MECHANISM OF CALCIUM RELEASE DURING UNFOLDED PROTEIN RESPOSE

FELIZIANI C; HOLSTEIN D; FERNÁNDEZ M; QUASOLLO G, ; PATON A W; PATON J C; LECHLEITER J; BOLLO M

Congreso; XXXIII Reunión Anual de la Sociedad Argentina de Investigación en Neurociencias; 2018

SOCIEDAD ARGENTINA de Neurociencias (SAN)
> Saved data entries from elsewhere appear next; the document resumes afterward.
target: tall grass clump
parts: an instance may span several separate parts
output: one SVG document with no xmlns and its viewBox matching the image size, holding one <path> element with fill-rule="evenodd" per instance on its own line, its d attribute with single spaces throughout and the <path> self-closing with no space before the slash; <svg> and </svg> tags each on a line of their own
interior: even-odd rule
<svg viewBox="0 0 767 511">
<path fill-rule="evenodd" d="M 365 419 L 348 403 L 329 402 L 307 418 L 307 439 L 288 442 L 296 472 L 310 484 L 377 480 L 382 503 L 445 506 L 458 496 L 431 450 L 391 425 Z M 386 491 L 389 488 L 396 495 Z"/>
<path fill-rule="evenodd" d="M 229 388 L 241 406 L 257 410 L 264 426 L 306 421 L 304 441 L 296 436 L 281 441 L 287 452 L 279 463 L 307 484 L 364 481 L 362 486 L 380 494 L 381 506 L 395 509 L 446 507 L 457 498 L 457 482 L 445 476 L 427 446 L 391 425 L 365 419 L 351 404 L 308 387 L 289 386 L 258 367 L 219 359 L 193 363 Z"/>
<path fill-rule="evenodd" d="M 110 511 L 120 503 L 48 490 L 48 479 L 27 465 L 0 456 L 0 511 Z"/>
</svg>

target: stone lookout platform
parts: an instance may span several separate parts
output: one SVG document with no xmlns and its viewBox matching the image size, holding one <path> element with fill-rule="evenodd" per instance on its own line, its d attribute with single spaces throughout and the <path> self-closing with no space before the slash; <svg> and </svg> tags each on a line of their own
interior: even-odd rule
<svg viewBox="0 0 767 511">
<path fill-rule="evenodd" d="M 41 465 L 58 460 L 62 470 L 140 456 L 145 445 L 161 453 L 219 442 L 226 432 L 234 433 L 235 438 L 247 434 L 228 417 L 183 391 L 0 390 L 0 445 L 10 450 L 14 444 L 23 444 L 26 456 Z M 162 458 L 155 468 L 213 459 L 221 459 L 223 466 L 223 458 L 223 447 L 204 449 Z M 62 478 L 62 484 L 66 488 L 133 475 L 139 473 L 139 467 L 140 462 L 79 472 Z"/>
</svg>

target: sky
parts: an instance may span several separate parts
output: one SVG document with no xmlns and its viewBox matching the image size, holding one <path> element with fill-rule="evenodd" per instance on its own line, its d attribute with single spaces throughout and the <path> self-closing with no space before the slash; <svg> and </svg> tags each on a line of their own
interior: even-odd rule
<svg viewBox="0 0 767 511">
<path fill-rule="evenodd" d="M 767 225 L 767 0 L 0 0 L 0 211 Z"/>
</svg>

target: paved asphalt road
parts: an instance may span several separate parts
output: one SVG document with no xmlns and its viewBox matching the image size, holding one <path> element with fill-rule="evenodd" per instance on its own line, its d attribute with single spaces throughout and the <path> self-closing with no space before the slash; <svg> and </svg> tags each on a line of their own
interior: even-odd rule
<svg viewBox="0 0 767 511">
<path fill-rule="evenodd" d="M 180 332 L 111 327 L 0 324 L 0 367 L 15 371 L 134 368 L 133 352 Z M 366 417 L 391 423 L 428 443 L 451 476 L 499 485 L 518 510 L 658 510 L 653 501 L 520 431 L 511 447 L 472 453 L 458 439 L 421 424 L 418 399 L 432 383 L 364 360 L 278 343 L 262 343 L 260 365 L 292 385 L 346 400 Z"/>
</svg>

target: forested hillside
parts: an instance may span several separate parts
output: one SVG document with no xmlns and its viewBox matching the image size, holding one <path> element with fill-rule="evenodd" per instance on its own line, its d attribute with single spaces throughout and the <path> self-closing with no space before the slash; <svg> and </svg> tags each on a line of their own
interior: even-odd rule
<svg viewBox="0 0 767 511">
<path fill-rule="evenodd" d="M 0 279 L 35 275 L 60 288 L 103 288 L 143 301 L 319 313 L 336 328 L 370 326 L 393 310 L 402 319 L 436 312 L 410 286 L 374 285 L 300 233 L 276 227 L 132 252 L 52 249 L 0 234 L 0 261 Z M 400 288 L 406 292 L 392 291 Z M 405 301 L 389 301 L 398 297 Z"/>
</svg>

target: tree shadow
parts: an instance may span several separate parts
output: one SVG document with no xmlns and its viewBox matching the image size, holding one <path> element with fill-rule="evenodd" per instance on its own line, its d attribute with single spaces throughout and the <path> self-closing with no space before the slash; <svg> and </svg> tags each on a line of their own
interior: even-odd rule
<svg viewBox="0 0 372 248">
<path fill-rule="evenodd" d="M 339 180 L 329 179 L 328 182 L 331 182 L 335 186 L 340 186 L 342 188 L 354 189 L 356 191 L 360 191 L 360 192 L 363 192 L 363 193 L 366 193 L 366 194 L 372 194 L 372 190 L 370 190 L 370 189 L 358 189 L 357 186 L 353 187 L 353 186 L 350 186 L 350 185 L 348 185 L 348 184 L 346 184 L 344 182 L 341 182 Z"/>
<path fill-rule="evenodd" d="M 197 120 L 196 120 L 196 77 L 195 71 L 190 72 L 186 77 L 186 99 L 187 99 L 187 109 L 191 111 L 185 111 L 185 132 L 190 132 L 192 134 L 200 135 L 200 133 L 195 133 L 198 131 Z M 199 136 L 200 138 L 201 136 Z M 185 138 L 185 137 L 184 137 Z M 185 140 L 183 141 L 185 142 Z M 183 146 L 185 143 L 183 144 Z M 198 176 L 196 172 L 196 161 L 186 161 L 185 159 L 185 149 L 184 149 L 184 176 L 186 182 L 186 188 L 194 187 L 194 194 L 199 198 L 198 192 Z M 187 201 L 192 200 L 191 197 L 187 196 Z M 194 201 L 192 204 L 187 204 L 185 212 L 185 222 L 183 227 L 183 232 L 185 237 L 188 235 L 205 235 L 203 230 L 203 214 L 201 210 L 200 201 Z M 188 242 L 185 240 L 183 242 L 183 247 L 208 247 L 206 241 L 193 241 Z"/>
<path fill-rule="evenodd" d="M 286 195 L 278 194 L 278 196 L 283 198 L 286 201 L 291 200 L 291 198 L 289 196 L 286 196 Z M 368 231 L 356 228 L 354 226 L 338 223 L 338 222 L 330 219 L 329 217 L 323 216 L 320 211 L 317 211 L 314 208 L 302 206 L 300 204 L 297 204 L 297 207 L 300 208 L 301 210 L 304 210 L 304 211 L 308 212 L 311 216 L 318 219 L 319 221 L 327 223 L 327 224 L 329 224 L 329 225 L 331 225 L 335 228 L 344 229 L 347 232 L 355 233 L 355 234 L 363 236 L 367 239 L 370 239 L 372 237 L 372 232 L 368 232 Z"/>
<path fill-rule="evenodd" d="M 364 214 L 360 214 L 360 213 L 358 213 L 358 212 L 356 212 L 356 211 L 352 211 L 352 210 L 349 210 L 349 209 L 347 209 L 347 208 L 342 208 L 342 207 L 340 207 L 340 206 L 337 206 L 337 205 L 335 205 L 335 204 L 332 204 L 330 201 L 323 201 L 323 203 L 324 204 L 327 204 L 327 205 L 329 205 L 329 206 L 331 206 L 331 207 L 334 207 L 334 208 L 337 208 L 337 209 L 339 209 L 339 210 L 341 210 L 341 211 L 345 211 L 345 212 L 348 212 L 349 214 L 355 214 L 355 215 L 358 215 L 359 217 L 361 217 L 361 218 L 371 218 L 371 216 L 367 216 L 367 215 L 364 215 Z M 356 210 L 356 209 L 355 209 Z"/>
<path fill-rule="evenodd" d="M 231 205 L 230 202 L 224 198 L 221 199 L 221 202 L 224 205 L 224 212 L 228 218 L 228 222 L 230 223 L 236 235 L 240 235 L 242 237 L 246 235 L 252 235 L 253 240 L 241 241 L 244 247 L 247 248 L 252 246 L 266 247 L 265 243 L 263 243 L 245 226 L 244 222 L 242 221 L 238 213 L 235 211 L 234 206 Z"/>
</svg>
MECHANISM OF CALCIUM RELEASE DURING UNFOLDED PROTEIN RESPOSE. The Endoplasmic Reticulum (ER) plays a critical role in different processes, where the ER Ca2+ acts as a key messenger. Under resting conditions, the luminal Ca2+ concentration reflects a balance between uptake by Ca2+-ATPases and efflux pathways of which the translocon can play a prominent role. The translocon is an aqueous pore, formed by the Sec61α core spanning the ER lipid bilayer, blocked by the ribosome (cytosolic side) and by BiP (luminal side). During the acute phase of the UPR (Unfolded Protein Response), immediately after unfolded protein are accumulated in the lumen, the Ca2+ ER eflux through the translocon would increase. We performed cytosolic Ca2+ measurements in primary human astrocytes, expressing the Ca2+ indicator GCaMP6 tethered to the ER membrane, after UPR induction with Tunicamycin. We observed focal release of Ca2+ in stressed astrocytes that was significantly inhibited by translocon blockers (emetine or anisomycin). The Tm-induced Ca2+ signal was amplified by pre-treatment either with AB5 cytotoxine (hydrolyzes BiP) or with the translocon opener puromycin. This effect was corroborated by co-immunoprecipitations. The likelihood of obtained Tm-induce local Ca2+ events, increase by using either the slow Ca2+ chelator EGTA-AM or Xestospongin C and Ryanodine, InsP3 and Ry Receptors inhibitors, respectively. Finally, InsP3 Receptor null HEK-293 cell line exhibited Tm-evoked Ca2+ release near ER microdomain, which is inhibited by BiP over-expression.